A new £7m government fund has been launched to develop innovative new ideas to make freight greener and more sustainable.
The freight innovation fund (FIF) will help fund up to 36 SMEs to work with industry-leading companies to test and roll out innovative new ideas and technology to improve how freight moves.
It is hoped the scheme will help unlock efficiencies and emissions reductions, such as how to organise containers better so they can be more easily broken up for the final part of their journey, or how to improve links between rail, maritime and road transport.
A statement from roads minister Richard Holden said the FIF would accelerate new ideas and technologies to develop a pipeline of innovations to move goods faster and easier.
“Our freight industry is vital to underpinning the economy and keeps Britain moving, so it is crucial we invest in new innovations to make it greener and quicker,” he added.
Ilona Kawka, digital trade and customs specialist at the Institute of Export & International Trade said:
“The launch of the FIF is a significant step towards improving supply chain resilience and promoting ESG principles.

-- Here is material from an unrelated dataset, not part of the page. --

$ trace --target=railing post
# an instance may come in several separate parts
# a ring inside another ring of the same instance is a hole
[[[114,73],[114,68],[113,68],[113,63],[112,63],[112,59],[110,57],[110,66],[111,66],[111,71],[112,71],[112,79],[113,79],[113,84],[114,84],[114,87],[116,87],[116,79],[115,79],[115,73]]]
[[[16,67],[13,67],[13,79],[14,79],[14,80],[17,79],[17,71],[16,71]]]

“This fund will provide much-needed support to businesses that are looking to invest in sustainable practices.
“By supporting companies that are committed to improvements in freight distribution in ports, across different methods of transport, the FIF will not only strengthen the supply chain but also foster more sustainable business development for many companies. We want to see the future of UK trade as industry working closely together to deliver a world-class, seamless flow of goods across borders.”
The innovation fund was announced last year within the government’s 'future of freight' plan which includes environmental sustainability and improved resilience among its five priorities for the sector, reports Biofuels News.
The fund will look to support ideas and technology addressing, in particular, three long-standing issues:
- A lack of large-scale cross-industry data collection and sharing between different modes of freight
- Ways to improve how large consignments are broken up into smaller ones, which could reduce emissions and traffic
- Improvements in freight distribution in ports across different transport modes that could create knock-on benefits with timings, efficiencies and predictability
Kate Jennings, policy director at Logistics UK, said meeting the UK’s net zero target will require continued partnership between the government and industry.
“This innovation fund will be a welcome route for our member organisations to develop and access the technologies needed for goods to be moved in an increasingly green and cost-efficient way,” she said.